There was actually a recommended War Office uniform, though it wasn't compulsory (a fact seized upon by various county associations around the country). The tunic was brownish grey, with green facings, and the cap grey with red braid. The trousers were the same colour with red cord down the sides and russet gaiters, into which the trousers could be tucked to form knickerbockers. The was also a greatcoat with hood.

The War Office recommended uniform

In practice, many prefered to chose their own uniform, which was permitted as long as the Lord Lieutenant* of the county agreed, and so many consequently adopted green uniforms, based on the rifle brigades of the Napoleonic war**. By the mid 1860s Lord Lietenants could enforce a common uniform within a county. Volunteers had to provide their own equipment, though they were supplied with government issue "short" Enfield rifles until 1870 when they started to receive the Snider breech loading conversion.


One consequence of the formation of the Volunteers was a huge increase in the popularity of rifle shooting as a hobby, encouraged in the Volunteers of course as a way of increasing proficiency. A National Rifle Association was formed and regular events were held on Wimbledon Common, before moving to Ministry of Defence land at Bisley in 1890.

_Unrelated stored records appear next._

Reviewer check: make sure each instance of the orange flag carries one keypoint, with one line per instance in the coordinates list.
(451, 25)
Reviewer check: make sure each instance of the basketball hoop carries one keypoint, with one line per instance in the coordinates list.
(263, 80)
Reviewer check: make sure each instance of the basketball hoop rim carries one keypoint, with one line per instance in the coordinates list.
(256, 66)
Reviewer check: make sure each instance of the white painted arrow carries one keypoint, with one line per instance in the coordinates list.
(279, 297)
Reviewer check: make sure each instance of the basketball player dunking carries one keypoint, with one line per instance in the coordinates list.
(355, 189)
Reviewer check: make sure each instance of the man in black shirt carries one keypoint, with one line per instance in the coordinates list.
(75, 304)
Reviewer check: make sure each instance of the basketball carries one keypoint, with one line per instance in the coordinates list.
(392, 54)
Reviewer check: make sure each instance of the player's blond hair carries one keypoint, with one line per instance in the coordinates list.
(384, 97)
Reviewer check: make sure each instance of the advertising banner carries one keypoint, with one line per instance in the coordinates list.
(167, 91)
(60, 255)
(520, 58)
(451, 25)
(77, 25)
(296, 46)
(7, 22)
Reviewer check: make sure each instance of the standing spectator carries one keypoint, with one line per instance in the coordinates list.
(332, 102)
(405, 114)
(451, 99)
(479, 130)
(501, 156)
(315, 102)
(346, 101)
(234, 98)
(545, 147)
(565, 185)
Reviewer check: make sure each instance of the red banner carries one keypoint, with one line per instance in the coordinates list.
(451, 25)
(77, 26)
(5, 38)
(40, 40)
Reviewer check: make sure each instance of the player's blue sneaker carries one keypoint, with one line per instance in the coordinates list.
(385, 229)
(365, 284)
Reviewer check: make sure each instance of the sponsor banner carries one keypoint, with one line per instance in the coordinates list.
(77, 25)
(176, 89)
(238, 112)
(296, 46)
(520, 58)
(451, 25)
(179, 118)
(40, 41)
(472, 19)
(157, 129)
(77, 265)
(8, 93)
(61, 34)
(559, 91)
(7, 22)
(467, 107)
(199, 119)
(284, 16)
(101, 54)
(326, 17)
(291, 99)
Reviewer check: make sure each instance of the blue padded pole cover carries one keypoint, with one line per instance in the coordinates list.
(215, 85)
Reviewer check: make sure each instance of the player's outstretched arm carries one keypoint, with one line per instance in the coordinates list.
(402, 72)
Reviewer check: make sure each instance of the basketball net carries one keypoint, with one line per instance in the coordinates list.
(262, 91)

Volunteers training on Wimbledon Common, 1888

How useful they would actually have been we will never know, the military "what if" The Battle of Dorking suggests not very much. In a stand up fight against regular troops they would have struggled, but in harassing an invader, delaying his progress their role may have significant. After all an invading army had to be supplied across the Channel, which would presumably have meant evading the Royal Navy and making a dash for London. Time and material expended on the Volunteers was that much less available when the Navy closed the Channel again.

A rifle meeting at Bisley 1897

* Lord Lieutenants are technically the Queens representatives in each English county, but it is mainly a ceremonial post. None the less they have had some responsibilities over the years.

** The London Gazette lists a Daniel Sharpe as a lieutenant in the Kent Rifle Corps in 1860. A distant relation?